A typical day for the dependent orphans would normally mean being greeted first thing in the morning by some ex-orphans who enjoy sleeping outside the Ithumba compound to wait for the dependent orphans and escort them out for the day. This includes Kithaka and his herd but also Mutara’s herd comprising of Orwa, Sities, Suguta, Chaimu, Bomani, Chemi Chemi Kainuk, Kibo and a young wild bull who roams with them too. Suguta and Chaimu were looking after Mutara’s herd until she rejoined them along with Sities on the 7th, having arrived evidently in season and with several interested wild bulls trailing her in hot pursuit. It was nice to see her able to rejoin her herd without being disturbed any further. Her usual herd was almost complete were it not for the absence of Kanjoro, but we were thrilled on the 22nd when he too found Mutara and her herd, having evidently been away with a wild friend, who he brought along with him. With the water pans sufficient enough for an elephants mud-bath drying out across the vast Tsavo landscape, Kanjoro appeared to have gone without wallowing properly for some time and later that day at noon, he went straight into the main water hole, and stayed there for a very long time enjoying a deep swim.

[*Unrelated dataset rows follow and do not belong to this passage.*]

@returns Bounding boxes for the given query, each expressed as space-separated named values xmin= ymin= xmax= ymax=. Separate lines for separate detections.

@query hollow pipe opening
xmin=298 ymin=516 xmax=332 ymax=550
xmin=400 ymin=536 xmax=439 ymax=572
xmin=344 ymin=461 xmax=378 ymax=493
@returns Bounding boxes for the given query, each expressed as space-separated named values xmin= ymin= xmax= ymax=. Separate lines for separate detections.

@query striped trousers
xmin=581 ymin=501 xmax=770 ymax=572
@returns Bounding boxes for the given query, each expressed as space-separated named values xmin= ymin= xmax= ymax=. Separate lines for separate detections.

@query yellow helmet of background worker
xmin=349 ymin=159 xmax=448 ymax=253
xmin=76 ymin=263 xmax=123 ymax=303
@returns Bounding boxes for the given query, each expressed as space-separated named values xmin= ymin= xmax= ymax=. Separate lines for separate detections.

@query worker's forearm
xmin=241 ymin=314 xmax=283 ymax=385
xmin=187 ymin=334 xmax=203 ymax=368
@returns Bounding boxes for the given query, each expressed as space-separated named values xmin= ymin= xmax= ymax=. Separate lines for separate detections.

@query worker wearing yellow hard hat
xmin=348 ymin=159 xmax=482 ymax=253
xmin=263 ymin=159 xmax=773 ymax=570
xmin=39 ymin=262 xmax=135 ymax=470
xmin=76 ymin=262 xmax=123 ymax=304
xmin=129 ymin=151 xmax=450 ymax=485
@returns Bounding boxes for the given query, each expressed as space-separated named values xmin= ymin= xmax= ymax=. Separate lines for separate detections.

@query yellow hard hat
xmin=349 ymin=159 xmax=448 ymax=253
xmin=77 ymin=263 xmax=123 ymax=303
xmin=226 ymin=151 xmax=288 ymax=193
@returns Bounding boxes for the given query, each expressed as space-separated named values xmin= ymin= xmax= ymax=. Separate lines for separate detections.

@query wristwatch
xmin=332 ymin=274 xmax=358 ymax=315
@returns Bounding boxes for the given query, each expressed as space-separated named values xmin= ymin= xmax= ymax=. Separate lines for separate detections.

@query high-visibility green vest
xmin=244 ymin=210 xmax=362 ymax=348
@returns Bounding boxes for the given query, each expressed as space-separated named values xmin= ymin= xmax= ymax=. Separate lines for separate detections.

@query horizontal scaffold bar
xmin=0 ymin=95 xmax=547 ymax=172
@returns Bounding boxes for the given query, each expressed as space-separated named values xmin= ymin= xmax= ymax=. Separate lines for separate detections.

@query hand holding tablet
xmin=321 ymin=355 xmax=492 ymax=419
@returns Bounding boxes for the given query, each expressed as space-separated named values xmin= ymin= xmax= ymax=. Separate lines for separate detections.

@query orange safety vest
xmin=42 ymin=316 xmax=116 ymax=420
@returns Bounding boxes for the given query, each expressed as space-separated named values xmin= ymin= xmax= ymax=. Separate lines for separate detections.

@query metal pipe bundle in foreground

While Malkia still dotes on Sattao, Dololo and particularly Musiara, who she must remember from her Nairobi Nursery days, since her arrival Sities has become besotted with little Dololo. She appears to have fallen in love with him and can spend an entire morning feeding next to him and taking care of him. One day in the soaring hot temperatures of the afternoon we watched on as wild-living orphans Sities, Suguta and Turkwel led little Sattao and Dololo to find some nice shade where they relaxed until the temperature dropped. Sometimes Sities and Suguta will compete over who can keep Dololo company, but they usually end up settling and just following him together; Sities has always been very caring and nurturing of youngsters, and seems thrilled to have discovered three little newcomers to the Ithumba fold.
Siangiki still spends her days browsing with her adopted little brother Ambo, sometimes in the company of Kamok who is also fond of the little bull. From being relatively quiet, Jotto is now full of beans and has become very playful, keen to engage the other bulls like Sapalan in little wrestling matches, having really found his feet in Ithumba now. Mundusi still likes playing with Tusuja but has been taking advantage of the ex-orphans being around and has enjoyed the opportunity to wrestle and learn new tactics from elephants older than him, like Bomani. When Mundusi approached Tusuja for a pushing game towards the end of the month he readily and excitedly accepted, keen to have his friend back to play with. Rapa isn’t left out of these games either and is often on the look-out for any age-mates to play with. Karisa and Namalok are our little brave-boys. Namalok is bold enough to approach wild bulls he is fascinated by, while Karisa is always eager to lead the orphans everywhere and is very independent. Leading the orphans out of the compound one morning he spotted a buffalo and decided to charge at it. The buffalo ran away after seeing Karisa with so many friends behind him. After making sure that the buffalo had gone, Karisa settled for soil dusting before teaming up with Barsilinga to browse together. We are happy to report that Barsilinga’s foot is improving, but it has really been a very nasty injury that has plagued him for a very long time, brought about by a deeply embedded thorn.
At the very end of the month we were happy to see 12 year old graduate Meibai at the mud bath in the company of five wild bulls, socializing and seemingly very content. They enjoyed wallowing in the large waterhole for quite some time, and one of the wild bulls even joined the dependent orphans to relax under a tree and then dust bath as well, the perfect example of how well our orphans assimilate back into the wild and seamlessly interact and converse with their wild friends. Meibai, who owes his life to local tribesmen in Samburu who also adorned him with a very fitting name meaning ‘a priceless object’ in the local dialect, was, like all of our rescued orphans, a very lucky elephant; he was found all alone and in a complete comatose state as a young baby - which makes moments like this, seeing him with his wild friends so content and happy, so deeply satisfying.